In a strategic move to diversify its energy sources and reduce reliance on Gulf suppliers, India is set to double its liquefied petroleum gas (LPG) imports from the United States. This decision follows a significant decline in imports from traditional Gulf exporters due to recent geopolitical tensions in the Middle East.
Background and Recent Developments
India has long depended on the Gulf region for its LPG needs, with countries like the United Arab Emirates (UAE), Saudi Arabia, and Qatar being major suppliers. However, the recent conflict in the Strait of Hormuz has disrupted these supply chains, leading to a sharp decline in imports from these nations. In response to these challenges, India has been actively seeking alternative sources to ensure a steady and secure supply of LPG.
In November 2025, Indian oil marketing companies—Indian Oil Corporation (IOC), Bharat Petroleum Corporation (BPCL), and Hindustan Petroleum Corporation (HPCL)—signed a one-year structured contract with the US to import approximately 2.2 million metric tonnes of LPG for the 2026 contract year. This agreement was intended to account for nearly 10% of India's annual LPG requirement. The contract was finalized after extensive discussions between Indian officials and major US producers, with the Mount Belvieu benchmark price being used for the purchases.
Surge in US LPG Imports
The geopolitical unrest in the Gulf has further accelerated India's shift towards US LPG. In April 2026, India sourced its highest volumes of LPG from the US, importing 361,000 tonnes, while imports from major West Asian suppliers declined sharply. The UAE, which is India's largest LPG supplier, shipped only 163,000 tonnes until April 25, compared to 626,000 tonnes in February before the onset of the conflict.

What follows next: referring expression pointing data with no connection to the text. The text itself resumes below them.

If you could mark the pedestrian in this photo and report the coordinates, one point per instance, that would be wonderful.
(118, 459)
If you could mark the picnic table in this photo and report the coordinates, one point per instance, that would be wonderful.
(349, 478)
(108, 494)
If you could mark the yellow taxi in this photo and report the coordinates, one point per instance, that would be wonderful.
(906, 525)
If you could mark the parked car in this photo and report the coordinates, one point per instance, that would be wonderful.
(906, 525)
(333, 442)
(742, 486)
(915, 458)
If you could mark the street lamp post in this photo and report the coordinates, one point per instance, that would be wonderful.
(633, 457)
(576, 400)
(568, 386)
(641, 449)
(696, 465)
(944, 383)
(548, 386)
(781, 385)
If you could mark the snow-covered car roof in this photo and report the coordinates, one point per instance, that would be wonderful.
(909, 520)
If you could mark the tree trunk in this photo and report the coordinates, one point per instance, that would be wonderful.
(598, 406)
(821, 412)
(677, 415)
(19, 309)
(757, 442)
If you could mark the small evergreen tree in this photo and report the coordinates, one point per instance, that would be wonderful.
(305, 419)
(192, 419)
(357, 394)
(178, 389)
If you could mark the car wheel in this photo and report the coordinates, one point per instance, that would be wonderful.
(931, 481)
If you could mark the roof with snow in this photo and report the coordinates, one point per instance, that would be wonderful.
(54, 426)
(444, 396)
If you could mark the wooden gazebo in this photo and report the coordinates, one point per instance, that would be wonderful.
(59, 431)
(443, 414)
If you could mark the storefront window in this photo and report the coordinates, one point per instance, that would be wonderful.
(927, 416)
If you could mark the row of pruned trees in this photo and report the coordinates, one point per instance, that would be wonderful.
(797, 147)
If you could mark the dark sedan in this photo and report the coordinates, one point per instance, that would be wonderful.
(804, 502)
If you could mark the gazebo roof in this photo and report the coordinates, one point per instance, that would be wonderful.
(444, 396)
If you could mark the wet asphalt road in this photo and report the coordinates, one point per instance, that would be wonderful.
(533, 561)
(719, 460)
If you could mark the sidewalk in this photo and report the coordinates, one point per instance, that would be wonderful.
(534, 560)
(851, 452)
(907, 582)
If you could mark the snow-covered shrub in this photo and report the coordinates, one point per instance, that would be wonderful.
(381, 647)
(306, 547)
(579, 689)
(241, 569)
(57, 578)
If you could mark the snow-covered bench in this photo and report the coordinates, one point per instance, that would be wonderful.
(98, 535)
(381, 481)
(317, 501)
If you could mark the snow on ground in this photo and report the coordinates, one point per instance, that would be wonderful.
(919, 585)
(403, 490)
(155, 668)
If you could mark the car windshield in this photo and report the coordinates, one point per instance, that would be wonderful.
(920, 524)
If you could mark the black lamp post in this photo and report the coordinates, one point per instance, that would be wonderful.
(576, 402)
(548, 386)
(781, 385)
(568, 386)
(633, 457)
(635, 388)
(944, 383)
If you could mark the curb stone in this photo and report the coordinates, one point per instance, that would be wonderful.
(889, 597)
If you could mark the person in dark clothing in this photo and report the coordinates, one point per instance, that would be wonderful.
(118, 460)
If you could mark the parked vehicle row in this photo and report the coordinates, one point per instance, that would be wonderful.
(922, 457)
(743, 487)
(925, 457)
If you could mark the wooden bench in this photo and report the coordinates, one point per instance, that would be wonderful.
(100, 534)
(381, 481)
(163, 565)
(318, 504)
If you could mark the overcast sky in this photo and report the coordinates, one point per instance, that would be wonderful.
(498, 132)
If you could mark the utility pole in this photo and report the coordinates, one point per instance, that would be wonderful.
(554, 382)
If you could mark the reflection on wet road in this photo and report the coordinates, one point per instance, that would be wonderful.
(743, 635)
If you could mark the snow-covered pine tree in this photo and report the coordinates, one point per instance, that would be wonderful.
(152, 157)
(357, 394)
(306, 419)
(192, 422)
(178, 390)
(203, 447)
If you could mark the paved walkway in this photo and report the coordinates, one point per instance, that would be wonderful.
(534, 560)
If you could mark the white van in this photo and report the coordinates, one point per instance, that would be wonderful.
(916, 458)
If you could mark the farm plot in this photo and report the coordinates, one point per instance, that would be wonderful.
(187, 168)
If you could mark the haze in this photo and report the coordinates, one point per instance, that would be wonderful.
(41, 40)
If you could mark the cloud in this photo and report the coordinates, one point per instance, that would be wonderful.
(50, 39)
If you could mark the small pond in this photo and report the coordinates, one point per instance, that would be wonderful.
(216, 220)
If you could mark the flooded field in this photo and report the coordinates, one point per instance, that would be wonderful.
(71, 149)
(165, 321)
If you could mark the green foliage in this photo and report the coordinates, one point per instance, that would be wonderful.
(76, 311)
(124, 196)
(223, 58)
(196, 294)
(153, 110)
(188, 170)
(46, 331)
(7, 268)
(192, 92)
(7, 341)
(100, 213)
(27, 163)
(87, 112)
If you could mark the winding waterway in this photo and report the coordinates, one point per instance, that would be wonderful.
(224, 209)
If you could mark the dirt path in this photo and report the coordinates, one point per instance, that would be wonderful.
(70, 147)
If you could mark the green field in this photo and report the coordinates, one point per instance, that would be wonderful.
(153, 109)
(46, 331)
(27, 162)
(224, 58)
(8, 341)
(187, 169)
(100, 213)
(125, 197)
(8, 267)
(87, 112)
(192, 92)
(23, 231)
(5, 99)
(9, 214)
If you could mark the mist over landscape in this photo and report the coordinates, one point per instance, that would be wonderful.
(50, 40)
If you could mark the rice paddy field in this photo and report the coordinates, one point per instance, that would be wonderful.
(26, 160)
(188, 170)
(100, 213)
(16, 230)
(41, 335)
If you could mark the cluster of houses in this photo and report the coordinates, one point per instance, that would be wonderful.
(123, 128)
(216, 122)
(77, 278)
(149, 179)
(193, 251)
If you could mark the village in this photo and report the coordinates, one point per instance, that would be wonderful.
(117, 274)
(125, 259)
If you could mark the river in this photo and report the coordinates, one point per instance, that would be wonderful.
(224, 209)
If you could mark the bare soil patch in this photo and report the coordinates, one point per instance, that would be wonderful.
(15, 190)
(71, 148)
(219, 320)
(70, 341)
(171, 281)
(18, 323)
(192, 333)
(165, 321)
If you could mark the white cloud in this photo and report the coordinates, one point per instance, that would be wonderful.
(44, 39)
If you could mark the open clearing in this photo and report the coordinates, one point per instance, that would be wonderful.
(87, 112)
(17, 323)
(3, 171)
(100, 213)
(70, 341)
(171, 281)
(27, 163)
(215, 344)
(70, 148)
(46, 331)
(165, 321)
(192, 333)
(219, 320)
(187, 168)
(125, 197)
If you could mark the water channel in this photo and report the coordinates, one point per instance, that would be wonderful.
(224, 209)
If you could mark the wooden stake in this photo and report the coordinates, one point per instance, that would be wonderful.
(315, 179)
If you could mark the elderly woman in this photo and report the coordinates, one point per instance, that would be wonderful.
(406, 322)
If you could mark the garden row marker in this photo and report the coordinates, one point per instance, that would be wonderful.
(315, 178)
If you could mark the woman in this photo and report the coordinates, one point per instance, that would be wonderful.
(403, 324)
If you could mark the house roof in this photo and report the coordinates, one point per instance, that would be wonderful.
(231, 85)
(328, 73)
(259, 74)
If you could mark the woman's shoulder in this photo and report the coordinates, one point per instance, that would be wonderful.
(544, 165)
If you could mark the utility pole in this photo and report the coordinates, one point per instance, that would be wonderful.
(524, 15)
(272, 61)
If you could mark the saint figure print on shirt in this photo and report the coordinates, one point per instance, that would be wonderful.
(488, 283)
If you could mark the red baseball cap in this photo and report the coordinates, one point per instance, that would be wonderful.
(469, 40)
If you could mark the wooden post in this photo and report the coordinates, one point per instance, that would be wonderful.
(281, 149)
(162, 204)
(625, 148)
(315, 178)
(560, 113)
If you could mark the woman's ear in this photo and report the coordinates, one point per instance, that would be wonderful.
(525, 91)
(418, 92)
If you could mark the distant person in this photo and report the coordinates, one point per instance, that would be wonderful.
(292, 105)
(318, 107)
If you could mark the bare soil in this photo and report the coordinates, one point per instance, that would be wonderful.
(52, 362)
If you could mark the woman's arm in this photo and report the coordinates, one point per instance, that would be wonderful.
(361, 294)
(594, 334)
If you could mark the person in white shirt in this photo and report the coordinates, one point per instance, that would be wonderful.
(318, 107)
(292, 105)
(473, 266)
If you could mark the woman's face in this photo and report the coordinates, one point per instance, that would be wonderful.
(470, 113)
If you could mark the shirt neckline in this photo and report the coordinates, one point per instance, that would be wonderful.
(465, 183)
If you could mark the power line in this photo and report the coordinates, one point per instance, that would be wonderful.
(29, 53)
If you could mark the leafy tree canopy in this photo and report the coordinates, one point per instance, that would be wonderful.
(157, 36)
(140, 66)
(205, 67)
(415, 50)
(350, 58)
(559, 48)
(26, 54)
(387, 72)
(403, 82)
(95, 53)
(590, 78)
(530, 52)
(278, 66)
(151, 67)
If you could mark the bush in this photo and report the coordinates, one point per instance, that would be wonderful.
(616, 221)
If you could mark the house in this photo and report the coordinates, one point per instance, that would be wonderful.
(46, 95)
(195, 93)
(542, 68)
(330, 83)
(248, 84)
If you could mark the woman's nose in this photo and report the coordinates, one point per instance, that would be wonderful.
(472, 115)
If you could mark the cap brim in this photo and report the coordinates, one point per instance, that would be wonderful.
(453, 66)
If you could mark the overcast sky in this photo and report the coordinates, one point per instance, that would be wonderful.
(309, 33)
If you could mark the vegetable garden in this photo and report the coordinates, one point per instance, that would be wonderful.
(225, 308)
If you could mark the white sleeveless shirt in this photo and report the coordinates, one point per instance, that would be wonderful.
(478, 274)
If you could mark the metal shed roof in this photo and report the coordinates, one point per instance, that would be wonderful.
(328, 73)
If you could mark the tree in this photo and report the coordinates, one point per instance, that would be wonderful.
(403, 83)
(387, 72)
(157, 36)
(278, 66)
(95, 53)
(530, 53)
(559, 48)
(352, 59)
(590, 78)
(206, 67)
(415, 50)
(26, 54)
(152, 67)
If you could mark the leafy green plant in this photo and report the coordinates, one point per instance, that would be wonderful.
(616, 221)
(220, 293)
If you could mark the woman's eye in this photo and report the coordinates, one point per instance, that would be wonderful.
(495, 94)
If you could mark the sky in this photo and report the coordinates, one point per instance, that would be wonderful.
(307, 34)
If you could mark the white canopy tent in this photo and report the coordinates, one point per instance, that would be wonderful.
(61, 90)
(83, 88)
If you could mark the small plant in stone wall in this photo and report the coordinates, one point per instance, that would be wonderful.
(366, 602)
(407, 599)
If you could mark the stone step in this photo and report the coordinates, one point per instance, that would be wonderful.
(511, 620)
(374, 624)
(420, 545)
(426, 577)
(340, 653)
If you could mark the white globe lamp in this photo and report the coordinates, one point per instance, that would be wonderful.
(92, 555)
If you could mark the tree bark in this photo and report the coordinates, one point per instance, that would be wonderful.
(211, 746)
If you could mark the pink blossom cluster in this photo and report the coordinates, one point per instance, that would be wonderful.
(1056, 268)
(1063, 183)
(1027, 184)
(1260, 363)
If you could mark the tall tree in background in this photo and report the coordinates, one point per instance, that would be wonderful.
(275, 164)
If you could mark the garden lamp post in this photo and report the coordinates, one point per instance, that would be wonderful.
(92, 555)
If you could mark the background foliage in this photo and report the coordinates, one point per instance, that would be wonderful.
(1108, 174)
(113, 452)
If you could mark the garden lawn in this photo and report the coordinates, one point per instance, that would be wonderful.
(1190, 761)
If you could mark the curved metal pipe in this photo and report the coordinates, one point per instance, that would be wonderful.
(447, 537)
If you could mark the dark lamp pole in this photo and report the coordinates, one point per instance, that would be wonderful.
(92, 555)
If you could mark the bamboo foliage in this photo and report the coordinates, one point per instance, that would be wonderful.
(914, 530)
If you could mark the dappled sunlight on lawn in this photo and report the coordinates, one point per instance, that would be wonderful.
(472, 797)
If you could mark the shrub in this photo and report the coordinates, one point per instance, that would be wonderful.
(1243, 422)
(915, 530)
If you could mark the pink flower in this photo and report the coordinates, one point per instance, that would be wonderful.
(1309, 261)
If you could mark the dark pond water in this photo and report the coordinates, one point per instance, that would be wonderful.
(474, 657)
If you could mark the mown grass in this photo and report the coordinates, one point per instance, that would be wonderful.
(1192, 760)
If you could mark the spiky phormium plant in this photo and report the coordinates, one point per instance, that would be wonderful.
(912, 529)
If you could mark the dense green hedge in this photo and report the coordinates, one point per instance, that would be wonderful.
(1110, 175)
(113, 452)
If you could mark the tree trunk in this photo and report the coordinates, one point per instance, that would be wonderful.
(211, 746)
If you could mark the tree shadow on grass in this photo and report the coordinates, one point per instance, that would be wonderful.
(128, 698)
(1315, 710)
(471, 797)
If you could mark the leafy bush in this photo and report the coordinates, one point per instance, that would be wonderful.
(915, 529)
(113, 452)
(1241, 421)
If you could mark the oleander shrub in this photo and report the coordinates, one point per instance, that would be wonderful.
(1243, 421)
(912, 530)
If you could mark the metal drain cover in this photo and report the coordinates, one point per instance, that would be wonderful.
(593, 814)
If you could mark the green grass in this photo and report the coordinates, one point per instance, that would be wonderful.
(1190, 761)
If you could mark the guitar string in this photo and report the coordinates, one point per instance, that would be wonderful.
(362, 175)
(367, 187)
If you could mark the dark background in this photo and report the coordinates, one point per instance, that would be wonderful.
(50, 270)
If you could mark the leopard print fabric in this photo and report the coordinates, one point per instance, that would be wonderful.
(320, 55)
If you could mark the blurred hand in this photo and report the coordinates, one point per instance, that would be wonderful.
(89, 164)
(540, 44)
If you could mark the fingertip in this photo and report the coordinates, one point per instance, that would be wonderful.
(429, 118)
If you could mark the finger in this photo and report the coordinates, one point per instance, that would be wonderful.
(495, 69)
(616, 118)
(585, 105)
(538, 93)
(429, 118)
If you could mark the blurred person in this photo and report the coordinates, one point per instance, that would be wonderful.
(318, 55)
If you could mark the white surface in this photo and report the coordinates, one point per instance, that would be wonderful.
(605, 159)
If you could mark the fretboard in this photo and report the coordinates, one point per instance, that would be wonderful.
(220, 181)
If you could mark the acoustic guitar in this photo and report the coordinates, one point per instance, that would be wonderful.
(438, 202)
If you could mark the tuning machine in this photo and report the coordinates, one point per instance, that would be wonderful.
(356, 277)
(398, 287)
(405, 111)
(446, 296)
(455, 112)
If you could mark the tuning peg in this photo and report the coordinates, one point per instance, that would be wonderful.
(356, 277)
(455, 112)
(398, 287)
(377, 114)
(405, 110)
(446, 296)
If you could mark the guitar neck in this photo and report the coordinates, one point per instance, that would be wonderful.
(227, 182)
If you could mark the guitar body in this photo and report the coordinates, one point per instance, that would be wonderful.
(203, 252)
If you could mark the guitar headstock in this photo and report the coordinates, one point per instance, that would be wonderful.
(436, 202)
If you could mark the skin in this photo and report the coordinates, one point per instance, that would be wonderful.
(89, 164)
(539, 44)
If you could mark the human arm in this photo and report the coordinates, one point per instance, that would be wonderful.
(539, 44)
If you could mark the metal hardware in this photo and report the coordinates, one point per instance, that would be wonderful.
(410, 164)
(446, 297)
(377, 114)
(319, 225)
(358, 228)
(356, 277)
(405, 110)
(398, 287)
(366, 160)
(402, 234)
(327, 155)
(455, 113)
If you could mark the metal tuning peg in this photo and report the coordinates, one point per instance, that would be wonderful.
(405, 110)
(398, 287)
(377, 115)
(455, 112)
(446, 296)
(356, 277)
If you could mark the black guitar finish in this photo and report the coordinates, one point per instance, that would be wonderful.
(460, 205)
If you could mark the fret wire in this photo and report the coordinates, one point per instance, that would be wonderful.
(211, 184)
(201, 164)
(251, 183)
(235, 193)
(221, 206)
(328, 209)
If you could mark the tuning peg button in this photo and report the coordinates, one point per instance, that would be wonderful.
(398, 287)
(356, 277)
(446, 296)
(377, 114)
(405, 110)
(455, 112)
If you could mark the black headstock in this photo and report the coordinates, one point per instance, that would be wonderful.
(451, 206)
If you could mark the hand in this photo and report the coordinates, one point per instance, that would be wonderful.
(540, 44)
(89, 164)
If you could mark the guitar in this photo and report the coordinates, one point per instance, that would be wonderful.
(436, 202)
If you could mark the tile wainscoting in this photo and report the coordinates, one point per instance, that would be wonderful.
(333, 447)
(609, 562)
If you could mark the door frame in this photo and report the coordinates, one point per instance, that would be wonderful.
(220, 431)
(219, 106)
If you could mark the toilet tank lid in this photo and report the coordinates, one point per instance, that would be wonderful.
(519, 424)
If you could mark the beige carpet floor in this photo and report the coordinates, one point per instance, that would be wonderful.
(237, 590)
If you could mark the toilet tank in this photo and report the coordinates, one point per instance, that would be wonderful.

By June 2026, the US had become India's largest LPG supplier, providing nearly two-thirds of the country's LPG imports. This shift is a direct result of the disruptions in Gulf supplies and India's proactive efforts to secure alternative sources. The increased imports from the US have not only compensated for the shortfall from Gulf suppliers but have also helped in building strategic reserves for future disruptions.
Implications for India's Energy Strategy
Doubling LPG imports from the US aligns with India's broader strategy to diversify its energy sources and enhance energy security. By reducing dependence on a single region, India aims to mitigate risks associated with geopolitical tensions and supply disruptions. The move also opens avenues for strengthening energy ties between India and the US, potentially leading to more collaborative efforts in the energy sector.
However, challenges remain. The US is the world's largest LPG exporter, but the Middle East remains the second-largest exporting region. Even if India wants to diversify, moving meaningfully away from Gulf supplies is constrained by the limited scale available elsewhere. Analysts suggest that while the US can play a significant role, Gulf exporters still have a substantial presence in the global LPG market.
Conclusion
India's decision to double its LPG imports from the US marks a significant shift in its energy sourcing strategy. While this move offers immediate relief from Gulf supply disruptions and contributes to building strategic reserves, it also underscores the need for a balanced and diversified energy portfolio. As India continues to navigate the complexities of global energy markets, such strategic decisions will play a crucial role in ensuring the country's energy security and economic stability.